A story a day until there’s a sleigh! This holiday season, I’m sharing a new flash fiction piece inspired by a holiday song every day of December until Christmas. Today’s story is inspired by Carol of the Bells, which I learned is based on a Ukrainian New Year’s song called Shchedryk. I also read an article in the New York Times today about Ukrainian soldiers which influenced this piece.
You can’t take porcelain dolls with you when you’re fleeing for your life. So we left them on the shelf in the bedroom I shared with my sisters, and they were there, stoic princesses with demure expressions, when the bombs came and shook them off the shelf. Rumble, rumble, and they tumbled to the ground.
The picture window in the front room where the Christmas tree stood sentinel every holiday season was blasted out by those same bombs. Now there’s a gaping hole that lets in wind and rain and sleet and snow. The carpets are molded. The damask wallpaper hangs loose and is covered in ash. The banister is detached from the staircase and parts of it have been taken for firewood.
This is no longer a home but a military compound.
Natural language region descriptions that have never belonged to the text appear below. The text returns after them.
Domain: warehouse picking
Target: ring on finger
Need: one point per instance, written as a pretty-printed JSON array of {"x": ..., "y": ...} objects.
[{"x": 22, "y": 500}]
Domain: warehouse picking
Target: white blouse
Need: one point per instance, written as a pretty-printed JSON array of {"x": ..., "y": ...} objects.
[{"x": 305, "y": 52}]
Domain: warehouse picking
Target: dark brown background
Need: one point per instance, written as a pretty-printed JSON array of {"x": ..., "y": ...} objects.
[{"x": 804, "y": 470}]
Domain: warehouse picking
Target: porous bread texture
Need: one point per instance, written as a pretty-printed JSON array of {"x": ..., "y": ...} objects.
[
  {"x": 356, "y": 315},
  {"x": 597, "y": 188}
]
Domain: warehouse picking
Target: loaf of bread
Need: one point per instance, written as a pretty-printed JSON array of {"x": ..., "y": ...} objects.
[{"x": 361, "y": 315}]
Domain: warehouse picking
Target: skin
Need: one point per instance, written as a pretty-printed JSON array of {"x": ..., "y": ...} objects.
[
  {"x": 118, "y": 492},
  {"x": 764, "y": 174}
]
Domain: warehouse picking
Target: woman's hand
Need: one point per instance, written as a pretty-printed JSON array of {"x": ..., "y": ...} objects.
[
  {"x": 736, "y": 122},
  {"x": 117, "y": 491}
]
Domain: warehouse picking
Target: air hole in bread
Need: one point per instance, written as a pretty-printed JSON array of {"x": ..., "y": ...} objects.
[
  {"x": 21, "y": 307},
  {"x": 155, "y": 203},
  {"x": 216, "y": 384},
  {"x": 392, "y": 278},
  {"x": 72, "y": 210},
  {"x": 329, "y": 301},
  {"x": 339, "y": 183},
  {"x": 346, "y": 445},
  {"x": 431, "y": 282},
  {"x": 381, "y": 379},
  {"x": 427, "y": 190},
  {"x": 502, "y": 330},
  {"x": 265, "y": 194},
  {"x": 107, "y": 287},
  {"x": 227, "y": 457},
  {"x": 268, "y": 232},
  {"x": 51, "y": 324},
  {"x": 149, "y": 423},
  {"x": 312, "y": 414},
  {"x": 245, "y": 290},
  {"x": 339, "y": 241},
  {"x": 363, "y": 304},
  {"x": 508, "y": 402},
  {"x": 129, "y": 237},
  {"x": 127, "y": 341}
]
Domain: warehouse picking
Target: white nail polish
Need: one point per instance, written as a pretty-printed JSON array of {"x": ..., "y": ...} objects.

I never thought I’d be back here holding the fragments of the doll I was given for Christmas the year I turned thirteen. I thought I was too old for dolls then–even if the dolls were not for playing but for sitting on shelves and waiting for bombs to break them.
There used to be swallows outside the Christmas tree window, the kind whose chatter foretold luck and good fortune. Now there are snipers. I worry my luck will run out soon, and I’ll share the same fate as my dolls. Broken into fragments. Left behind.